O pai distribuiu o que tinha. Um pedaço de terra, um envelope com dinheiro, um beijo e um abraço a cada um dos três filhos. Armando, o primogénito, recebeu a maior parcela, junto ao mar, em Ponta Garça. Nuno ficou com uma encosta soalheira, na Caloura, onde as vinhas resistiam ao vento, graças aos muros altos, de outros tempos. Alberto, o mais novo, herdou uma grande lavoura no vale das Furnas. “Façam render”, disse-lhes.
O Armando viu potencial no turismo. Fez uns empréstimos consideráveis, construiu casas de arquitetura moderna, com vista para o mar. Durante uns anos, as coisas não lhe correram mal. Os turistas chegavam como formigas, de máquinas fotográficas e dólares em riste. Depois, a pandemia, as guerras, a falta de mão de obra barata e os resorts… As dívidas a crescerem como ervas daninhas. As casas vazias. As contas também. Os bancos, indiferentes, lambuzaram-se como que sobrou.

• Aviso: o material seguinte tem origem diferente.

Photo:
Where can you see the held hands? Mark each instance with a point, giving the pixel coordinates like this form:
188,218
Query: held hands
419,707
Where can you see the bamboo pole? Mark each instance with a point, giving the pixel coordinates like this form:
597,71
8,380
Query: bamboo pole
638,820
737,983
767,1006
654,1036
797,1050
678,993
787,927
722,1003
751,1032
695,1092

O Alberto não fez caso da fatia que lhe coube, deixou tudo como estava. A terra ficou esquecida, as pedras acumularam musgo. “Para quê? A terra já não dá! Rendeu uns subsidiozitos, mais nada.”, dizia, entre copos de um whisky velho, estupidamente caro. Vendeu, de impulso, aterra, os animais e as máquinas a um “calafão endinheirado”, quando o cinto começou a apertar. Em todo este tempo, o fundo do copo e o depósito do Porsche foram invariavelmente as únicas sementes que nunca se esqueceu de regar.
Já o Nuno trabalhou. Trabalhou muito. Primeiro com as mãos, depois com a cabeça. Cultivou as vinhas, plantou árvores de fruto, estabeleceu contactos comerciais, contratou os melhores funcionários que encontrou, formou-os, inspirou-os com a sua visão e confiou neles. Cultivou-se também a si. Aprendeu gestão agrícola, botânica e enologia e até liderança e marketing. Criou uma marca, depois outra e outra. Vendeu compotas, inovou com flores e com um, agora preciosíssimo, vinho licoroso. “Com Amor, dos Açores” era o slogan de todos os seus negócios e produtos. Quando o Armando ficou sem nada, foi o Nuno que o acolheu e lhe arranjou trabalho no armazém, na mesma hora. Sem perguntas ou condições.
No dia do funeral do pai, os três juntaram-se à mãe na casa da família, ao fim da tarde. A casa parecia-lhes agora demasiado grande e mais vazia do que nunca. Cheirava a pão fresco, como sempre, e a terra molhada. Depois do jantar, sentaram-se na varanda, como o pai gostava de fazer, enquanto a chuva caía lentamente. O Armando olhava o horizonte escuro, triste. O Alberto, sempre de copo e cigarro na mão, contava histórias de antepassados que não conheceu, “O glorioso ciclo da laranja”, como quem recusa viver o presente, preso a um passado que não lhe pertence. O Nuno, calado. Sempre calado. Parecia ouvir de novo as palavras do pai, “Façam render”, e imaginava o que lhes diria agora se ali estivesse.
A mãe chegou, saída da cozinha, de olhos cansados, limpando as mãos a um pano. Encostou-se ao batente da porta e deixou-se estar, sem dizer nada, enquanto olhava o mar, os filhos e recordava com saudade os serões que ali passara com o marido.
“Todos tivemos o mesmo tempo”, disse o Armando, quebrando o silêncio. “Mas nem todos fizemos o mesmo com ele.”
Foi então que a mãe falou, com a sua voz doce e segura e que, em tantos anos, nunca precisou de levantar para ser ouvida. “O pai costumava dizer que a terra nunca nos falha. E talvez tivesse mesmo razão. Mas o tempo é implacável, rapazes. Ou justo, talvez. Tudo depende de como vivemos e contamos as nossas histórias.”